En principe, les modifications en cours d’exécution :

  • coûteront plus cher, en ce que,
    • elles échapperont au processus de concurrence;
    • elles nécessiteront de modifier la planification et la coordination déjà entamées avec l’entrepreneur, les sous-traitants et les fournisseurs;
    • elles seront assujetties aux conditions du marché prévalant alors, par opposition à celles qui prévalaient lors de l’appel d’offres, incluant l’indexation du marché, de la main-d’œuvre, de l’équipement et des matériaux;
  • nécessiteront plus de temps (incluant des va-et-vient entre le maître de l’ouvrage, les professionnels, l’entrepreneur, les sous-traitants et les fournisseurs) alors que des frais généraux de chantier affecteront chaque jour critique prolongeant l’empreinte des intervenants au chantier;
  • donneront lieu, incidemment, à plus de différends entre les intervenants, occasionnant ainsi des impacts relationnels, d’autres délais et d’autres coûts.

Dans un marché où les meilleurs intervenants n’éprouvent aucune difficulté à obtenir des contrats, il devient de plus en plus difficile de les attirer en présence de telles circonstances.

 

L’importance des modes de réalisation et de rémunération 

L’identification du mode de réalisation demeure essentielle, mais on y accorde rarement toute l’importance qu’elle nécessite.

L’entreprise générale, la gérance pour services, la gérance pour services et construction, le design-construction, la réalisation intégrée et les modes hybrides (design-construction partiel ou progressif, pré-approvisionnement et construction par lots avec ou sans cession, etc.) comportent chacun leurs avantages et leurs inconvénients avec un effet papillon au niveau du risque.

Il en va de même pour les modes de rémunération où les risques liés aux erreurs d’estimation, à l’indexation du marché et des taux de main-d’œuvre, de l’équipement et des matériaux, à l’insolvabilité des sous-traitants et autres risques économiques seront répartis différemment, selon que l’on opte pour le prix forfaitaire, unitaire, coûtant majoré ou le prix cible, avec ou sans prix maximum garanti et/ou partage des économies et des dépassements.

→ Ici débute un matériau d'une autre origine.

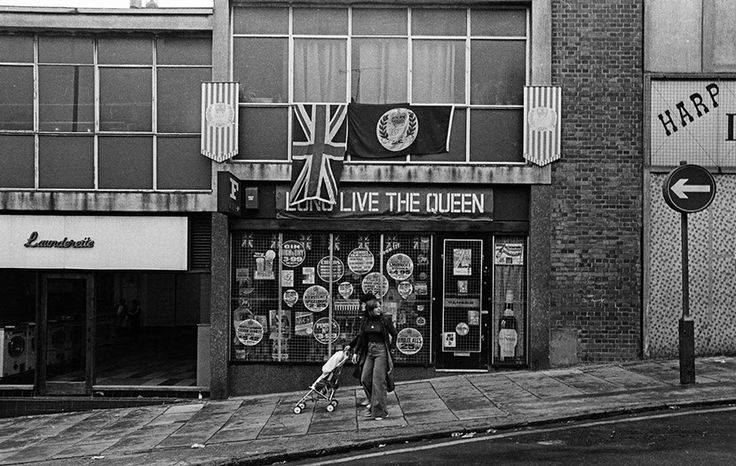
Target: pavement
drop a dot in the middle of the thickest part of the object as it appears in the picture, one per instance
(264, 429)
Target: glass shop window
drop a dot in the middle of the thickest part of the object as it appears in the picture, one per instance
(509, 300)
(296, 295)
(473, 59)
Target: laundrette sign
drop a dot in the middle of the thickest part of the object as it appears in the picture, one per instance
(396, 203)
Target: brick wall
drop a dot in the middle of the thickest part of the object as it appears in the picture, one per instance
(596, 215)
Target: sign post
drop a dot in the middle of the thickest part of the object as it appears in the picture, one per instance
(687, 189)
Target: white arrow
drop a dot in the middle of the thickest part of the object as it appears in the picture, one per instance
(680, 188)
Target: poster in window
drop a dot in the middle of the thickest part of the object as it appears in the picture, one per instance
(376, 284)
(405, 289)
(509, 254)
(399, 267)
(287, 278)
(461, 260)
(360, 261)
(293, 253)
(409, 341)
(264, 265)
(326, 331)
(330, 269)
(308, 275)
(280, 324)
(291, 296)
(316, 298)
(249, 332)
(303, 322)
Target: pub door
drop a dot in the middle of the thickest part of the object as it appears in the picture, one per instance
(462, 300)
(66, 334)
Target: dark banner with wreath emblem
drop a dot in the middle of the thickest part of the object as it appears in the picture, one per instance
(390, 130)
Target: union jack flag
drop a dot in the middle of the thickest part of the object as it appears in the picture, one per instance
(318, 150)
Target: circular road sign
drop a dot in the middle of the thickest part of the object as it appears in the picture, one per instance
(689, 188)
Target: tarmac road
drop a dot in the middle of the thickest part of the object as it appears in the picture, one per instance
(675, 437)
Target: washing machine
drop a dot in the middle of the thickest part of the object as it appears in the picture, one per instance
(14, 356)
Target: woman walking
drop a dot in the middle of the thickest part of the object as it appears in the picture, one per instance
(373, 345)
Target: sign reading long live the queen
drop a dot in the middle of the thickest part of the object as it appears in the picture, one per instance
(407, 203)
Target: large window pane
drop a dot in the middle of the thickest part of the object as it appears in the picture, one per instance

Les divers risques seront adressés, à leur tour, notamment au moyen de l’assurance, du cautionnement, de la sous-traitance, des réserves de risques et de contingences, etc., mais ils devront être traités de manière cohérente selon le principe : plus de risque = plus de rémunération.

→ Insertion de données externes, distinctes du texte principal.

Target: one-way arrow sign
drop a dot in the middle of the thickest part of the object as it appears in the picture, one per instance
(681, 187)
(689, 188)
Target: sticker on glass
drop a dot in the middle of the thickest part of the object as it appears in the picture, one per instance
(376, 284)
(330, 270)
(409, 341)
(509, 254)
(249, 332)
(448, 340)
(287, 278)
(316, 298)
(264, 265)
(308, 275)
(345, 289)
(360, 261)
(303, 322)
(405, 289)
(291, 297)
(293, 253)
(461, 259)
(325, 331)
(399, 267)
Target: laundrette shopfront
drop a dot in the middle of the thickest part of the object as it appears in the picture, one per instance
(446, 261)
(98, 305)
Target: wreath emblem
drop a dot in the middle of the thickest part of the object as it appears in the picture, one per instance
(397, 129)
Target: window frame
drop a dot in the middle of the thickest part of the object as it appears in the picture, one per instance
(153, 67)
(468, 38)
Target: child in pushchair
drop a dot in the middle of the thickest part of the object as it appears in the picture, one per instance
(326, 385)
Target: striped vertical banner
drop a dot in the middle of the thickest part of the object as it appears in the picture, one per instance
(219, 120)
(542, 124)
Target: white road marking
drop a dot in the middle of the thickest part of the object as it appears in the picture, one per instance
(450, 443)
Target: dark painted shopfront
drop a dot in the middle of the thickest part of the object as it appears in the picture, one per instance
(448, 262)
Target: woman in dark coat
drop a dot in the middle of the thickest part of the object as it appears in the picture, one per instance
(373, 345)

Pour identifier le mode le mieux adapté à ses besoins, le maître de l’ouvrage pourra, entre autres, déterminer :

  • le cadre normatif applicable, notamment pour les donneurs d’ouvrage publics;
  • le rôle qu’il est disposé à assumer (maîtrise d’œuvre, détention des licences, etc.);
  • le degré de contrôle qu’il souhaite avoir sur la conception, au-delà de l’énoncé de ses exigences conceptuelles, voire le désir d’obtenir plusieurs concepts préliminaires différents répondant, en principe, à ces exigences;
  • le degré d’appel à la concurrence qu’il désire contrôler (ensemble de la conception et des travaux, ensemble des travaux, fractionnement par lots, etc.);
  • la place occupée par l’équipement technologique et les délais y afférents, incluant s’il souhaite faire appel à diverses alternatives telles que le pré-approvisionnement avec ou sans cession ultérieure;
  • le rapport coût-bénéfice de la coordination de certains intervenants au stade de la pré-construction;
  • La possibilité, ou non, d’entreprendre les travaux sans que la conception ait été finalisée et que les estimations budgétaires et calendaires de classe A aient été obtenues (fast track);
  • etc.

Dans le doute, il demeure généralement recommandé d’opter pour un mode favorisant la coordination des intervenants au stade de la pré-construction, ce qui permet de bénéficier de leur expertise respective et d’améliorer la qualité des documents conceptuels avant que les délais et les coûts de chaque modification ne soient multipliés par la réalité d’un chantier en pleine opération.

Nous espérons que ces quelques conseils vous éclaireront et vous permettront un meilleur succès dans l’exécution de vos projets.